Sun Microsystems will focus on three key areas during the next five years - massive scalability, continuous real-time availability, and an integrated hardware and software stack.
Ed Zander, chief operating officer at Sun, said today that the company's research and development efforts would be concentrated in these areas until 2005.
Sun expects the research to lead to the development of servers with between 100 to 200 processors, and improved configuration features and clustering capabilities.
Philip Dawson, senior research analyst at Meta Group, said: "The goals Sun has set itself are attainable, but I don't know if they're as revolutionary as its last set of bets, which included Java."
"The ability to deliver a robust infrastructure will be a key challenge for server vendors.

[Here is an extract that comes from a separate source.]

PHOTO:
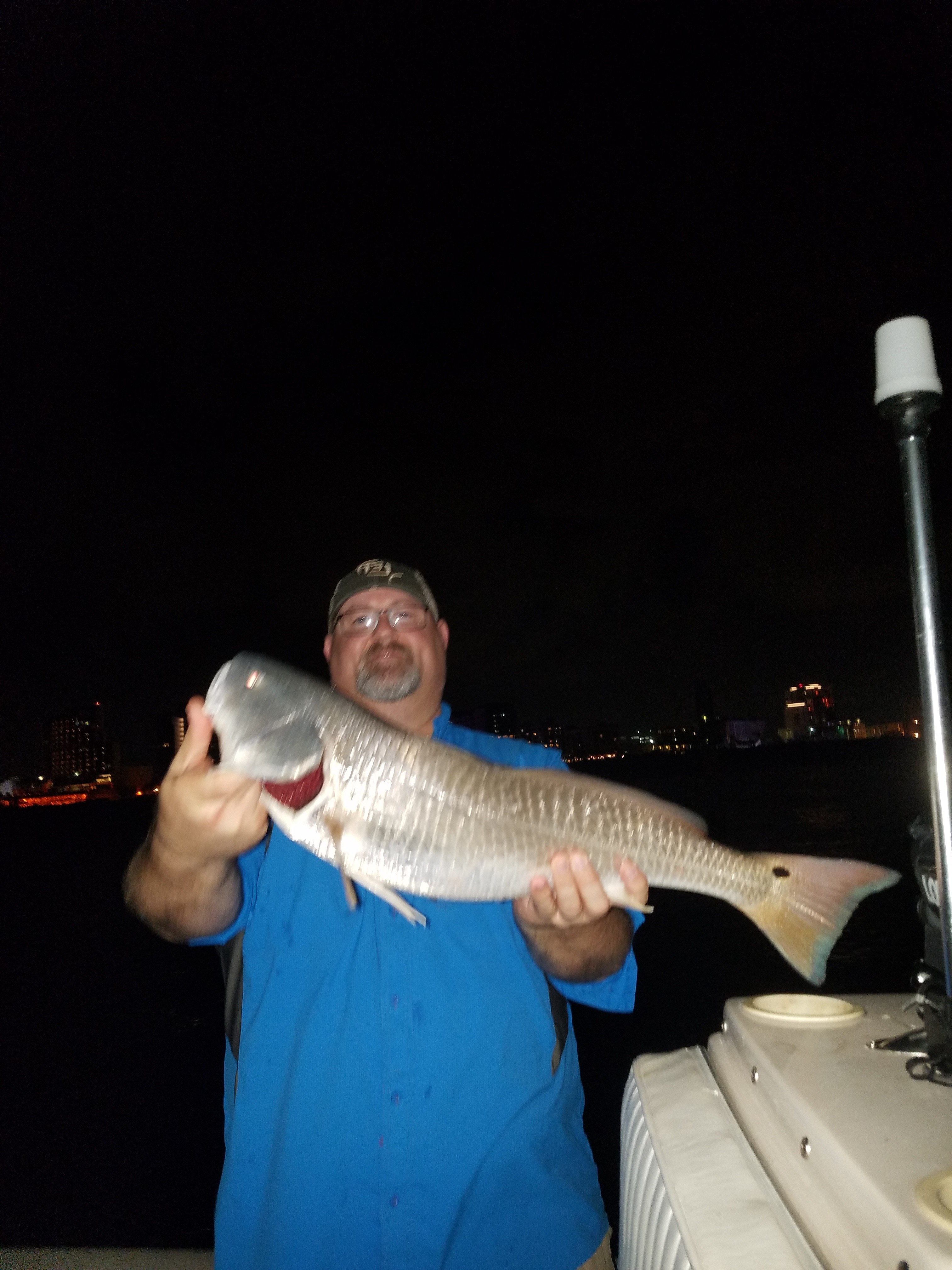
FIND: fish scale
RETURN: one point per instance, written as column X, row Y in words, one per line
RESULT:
column 405, row 813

The agility needed to respond to a changing business market threatens robustness."
Sun and IBM are developing a full set of products to realise their goals, whereas Hewlett Packard is partnering with BEA, said Dawson.
Zander said parts of the process to deliver a service-driven network are already in place and would put Sun ahead of its competitors.
"Solaris 8 is four to five years ahead of any Windows NT or Linux type products and well ahead of other versions of Unix," he said, adding that previous 'bets' by Sun had reaped rich rewards.
In 1995, Sun bet on networking technologies when "other than Al Gore, no one was using the internet", said Zander. Sun's last big bets, which were outlined in 1995, were on bandwidth, the net and Java.
Patricia Sueltz, president of software products and services at Sun, said the strategy emphasises storage, services and software, as well as servers.
Sueltz said Sun's key products include Java and XML in the wireless market, integrated enterprise services, enterprise application integration, and products in the storage market.